In April 2015, the month in which world marked the 100 years since the Armenian genocide, the Guardian asked readers in the country, and those in Diaspora, to share their stories of how the violence had affected their family history.
The project, led by the New East network, had a an overwhelming response with over 500 people sending letters, photos and testimony, some of which were used in the coverage of the centennial.
A year on and Mediamax have worked with the Guardian to revisit some of the stories, published here as we approach the 101st anniversary.
Lucine Shahbazian, UK
Both of my grandfathers were direct survivors of the Armenian Genocide. My paternal grandfather, Varos Shahbazian, came from Kaghzvan in Kars. He died when I was 10 years old.
Varos was born in around 1910 and his mother died when he was a baby. His father, Avedis Shahbazian, later remarried, and Avedis and his new wife had some children together, in addition to the four sons that Avedis had – Tatos, Bachrad, Beno and Varos – and the two that his new wife had had previously.
Avedis and his wife were killed by the Turks. It might have been in 1917, because when he was around the age of 7, Varos was taken and put up for sale in a market square, given a new identity and “adopted” into a Turkish family, probably to be a servant. I believe he was 10 when he ran away. He ended up in Yerevan in an orphanage run by English missionaries.

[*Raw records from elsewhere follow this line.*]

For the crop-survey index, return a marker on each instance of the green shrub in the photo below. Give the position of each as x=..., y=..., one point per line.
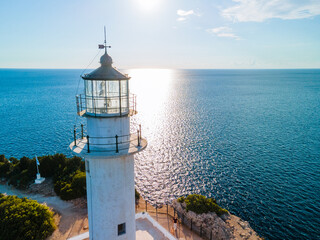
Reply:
x=78, y=184
x=24, y=219
x=136, y=195
x=68, y=174
x=200, y=204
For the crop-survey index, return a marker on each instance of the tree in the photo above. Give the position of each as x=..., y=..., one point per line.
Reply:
x=26, y=219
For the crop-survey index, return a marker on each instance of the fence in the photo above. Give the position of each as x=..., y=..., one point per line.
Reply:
x=108, y=144
x=168, y=209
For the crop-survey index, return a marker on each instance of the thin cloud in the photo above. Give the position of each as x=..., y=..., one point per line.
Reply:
x=184, y=15
x=223, y=32
x=261, y=10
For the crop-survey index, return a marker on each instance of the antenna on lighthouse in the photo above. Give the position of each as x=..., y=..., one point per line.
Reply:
x=105, y=41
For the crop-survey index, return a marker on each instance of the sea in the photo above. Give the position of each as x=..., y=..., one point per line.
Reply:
x=249, y=138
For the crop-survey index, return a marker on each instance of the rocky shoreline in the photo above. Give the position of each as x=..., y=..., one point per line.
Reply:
x=226, y=227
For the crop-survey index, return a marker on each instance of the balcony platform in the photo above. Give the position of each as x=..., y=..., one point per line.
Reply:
x=132, y=147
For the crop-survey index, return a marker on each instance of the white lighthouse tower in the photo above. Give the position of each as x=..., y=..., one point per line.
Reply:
x=108, y=150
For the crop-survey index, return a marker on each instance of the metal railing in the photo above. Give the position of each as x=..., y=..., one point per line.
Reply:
x=117, y=105
x=109, y=144
x=170, y=211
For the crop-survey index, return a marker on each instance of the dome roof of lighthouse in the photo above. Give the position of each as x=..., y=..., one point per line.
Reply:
x=106, y=71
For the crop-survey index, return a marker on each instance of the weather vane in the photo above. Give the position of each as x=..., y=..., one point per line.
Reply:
x=101, y=46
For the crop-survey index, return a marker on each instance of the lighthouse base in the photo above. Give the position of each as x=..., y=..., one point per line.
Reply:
x=111, y=197
x=39, y=179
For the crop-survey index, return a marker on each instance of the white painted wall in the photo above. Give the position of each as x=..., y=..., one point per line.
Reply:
x=111, y=201
x=107, y=127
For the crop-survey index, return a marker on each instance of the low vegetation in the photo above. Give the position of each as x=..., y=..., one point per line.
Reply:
x=24, y=219
x=200, y=204
x=68, y=174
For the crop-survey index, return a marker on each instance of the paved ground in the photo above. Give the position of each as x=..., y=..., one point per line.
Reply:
x=166, y=220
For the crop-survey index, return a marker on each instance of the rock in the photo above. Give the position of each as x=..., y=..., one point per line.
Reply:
x=226, y=227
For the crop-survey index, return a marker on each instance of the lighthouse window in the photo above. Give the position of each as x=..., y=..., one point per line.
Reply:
x=121, y=229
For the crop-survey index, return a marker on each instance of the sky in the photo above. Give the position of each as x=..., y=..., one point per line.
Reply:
x=187, y=34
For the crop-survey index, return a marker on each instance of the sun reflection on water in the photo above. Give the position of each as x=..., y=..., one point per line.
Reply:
x=153, y=88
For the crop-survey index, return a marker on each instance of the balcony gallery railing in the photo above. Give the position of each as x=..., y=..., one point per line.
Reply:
x=106, y=106
x=108, y=144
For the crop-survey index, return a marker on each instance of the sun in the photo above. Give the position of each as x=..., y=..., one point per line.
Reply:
x=148, y=5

In England at this time the Lord Mayor’s Fund started an Armenian Relief Fund. This become aligned with the Save the Children Fund, which help fund the work in Armenia. In around 1920 the Reverent Hubert Harcourt went to Armenia to work as a relief agent for the Lord Mayor’s Fund, which he did for 3.5 years. He was the director of an orphanage in Yerevan and it was during this time that he found my grandpa Varos, then a rather wild child of about 10 and decided to adopt him.
We do not know for sure why he chose to adopt grandpa, but it may have been linked in to his own loss of his youngest brother Arthur, who died in 1917 aged 19, fighting in the First World War. However, keeping track of Varos was no plain sailing: at one point while they were on a train Varos tried to run away – he did not want anyone else to take charge of him – and there was a chase on the train. The Rev Harcourt sent Varos back to England to stay with his sister Elise and their mother, while he carried on his work in Armenia.
In Armenia the Rev was approached by a young soldier asking about his brother. Tatos had been trying to find Varos, and through the Rev they got back in touch, though the brothers rarely saw each other again. Grandpa remained in England while his siblings were all in Armenia and Russia.